ReCoGS: Real-time ReColoring for Gaussian Splatting scenes

TL;DR

This work tackles the challenge of editing Gaussian Splatting scenes, specifically recoloring, by enabling pixel-level 2D selections that are unprojected to 3D, depth-estimated, and re-projected into training views for background optimization.The method, ReCoGS, combines a 2D-to-3D selection pipeline with depth estimation via PCVNet and selective updating of spherical harmonics coefficients to achieve real-time recoloring while preserving geometry.Key contributions include a novel interactive editor, a depth-aware unprojection approach, and a background optimization loop that recolors in the edited regions without full re-training of the geometry, demonstrated on consumer hardware.The approach offers a practical, diffusion-free alternative for in-place editing of 3D scenes, enabling fine-grained recolor operations with interactive performance and accessible code.

Abstract

Gaussian Splatting has emerged as a leading method for novel view synthesis, offering superior training efficiency and real-time inference compared to NeRF approaches, while still delivering high-quality reconstructions. Beyond view synthesis, this 3D representation has also been explored for editing tasks. Many existing methods leverage 2D diffusion models to generate multi-view datasets for training, but they often suffer from limitations such as view inconsistencies, lack of fine-grained control, and high computational demand. In this work, we focus specifically on the editing task of recoloring. We introduce a user-friendly pipeline that enables precise selection and recoloring of regions within a pre-trained Gaussian Splatting scene. To demonstrate the real-time performance of our method, we also present an interactive tool that allows users to experiment with the pipeline in practice. Code is available at https://github.com/loryruta/recogs.

Paper Structure

This paper contains 19 sections, 8 equations, 5 figures, 2 tables.

Figures (5)

  • Figure 1: ReCoGS editing pipeline.
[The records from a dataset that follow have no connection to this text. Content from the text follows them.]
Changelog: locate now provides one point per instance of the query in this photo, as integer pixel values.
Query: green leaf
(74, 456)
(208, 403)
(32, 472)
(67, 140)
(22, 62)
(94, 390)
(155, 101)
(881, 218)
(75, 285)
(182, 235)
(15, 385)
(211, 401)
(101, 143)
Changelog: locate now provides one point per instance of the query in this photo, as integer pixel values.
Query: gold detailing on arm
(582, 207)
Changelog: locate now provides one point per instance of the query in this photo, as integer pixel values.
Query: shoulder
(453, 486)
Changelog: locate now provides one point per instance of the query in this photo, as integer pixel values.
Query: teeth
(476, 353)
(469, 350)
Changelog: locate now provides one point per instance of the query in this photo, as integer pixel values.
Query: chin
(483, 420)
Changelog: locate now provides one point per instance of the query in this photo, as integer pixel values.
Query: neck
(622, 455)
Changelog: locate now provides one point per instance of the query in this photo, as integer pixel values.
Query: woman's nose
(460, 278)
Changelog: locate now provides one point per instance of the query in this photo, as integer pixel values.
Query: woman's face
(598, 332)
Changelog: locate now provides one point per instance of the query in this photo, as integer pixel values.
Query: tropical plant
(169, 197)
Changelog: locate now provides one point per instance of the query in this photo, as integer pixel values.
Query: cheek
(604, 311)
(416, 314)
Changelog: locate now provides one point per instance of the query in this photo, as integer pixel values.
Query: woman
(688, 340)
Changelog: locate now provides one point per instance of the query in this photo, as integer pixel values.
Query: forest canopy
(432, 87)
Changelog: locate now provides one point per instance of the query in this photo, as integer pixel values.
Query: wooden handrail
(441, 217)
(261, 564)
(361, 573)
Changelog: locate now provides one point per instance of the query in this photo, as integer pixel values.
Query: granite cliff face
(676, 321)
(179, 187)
The user visits the scene through our editor (a), stops at an arbitrary view (b), selects pixels intended to edit (c), pixels are unprojected to a 3D pointcloud (d), the editing is applied in background (e).
  • Figure 2: After unprojecting the 2D selection mask (left), we have found helpful to remove statistical outliers (right); that is, to remove points that are "more isolated" than other points. In our implementation we calculate the average distance with $16$ neighbors, and use a scale factor for standard deviation threshold of $0.007$.
  • Figure 3: Top image is PCVNet prediction from libtorch. Bottom image is the prediction from the TensorRT engine, with FP16 enabled. Although the latter is more noisy, the unprojected pointcloud after outlier filtering is still acceptable.
  • Figure 4: Elapsed time and GPU memory consumption to perform edits on 3 MipNeRF360 scenes: bicycle, kitchen, and stump.
  • Figure 5: The unprojected 3D selection might not render as a continuous surface. The "holes" shown in this figure are either caused by errors in depth prediction or by the fact that - to perform depth testing between the scene and the 3D selection - we use the imprecise depth map obtained from gaussians to ensure real-time performance.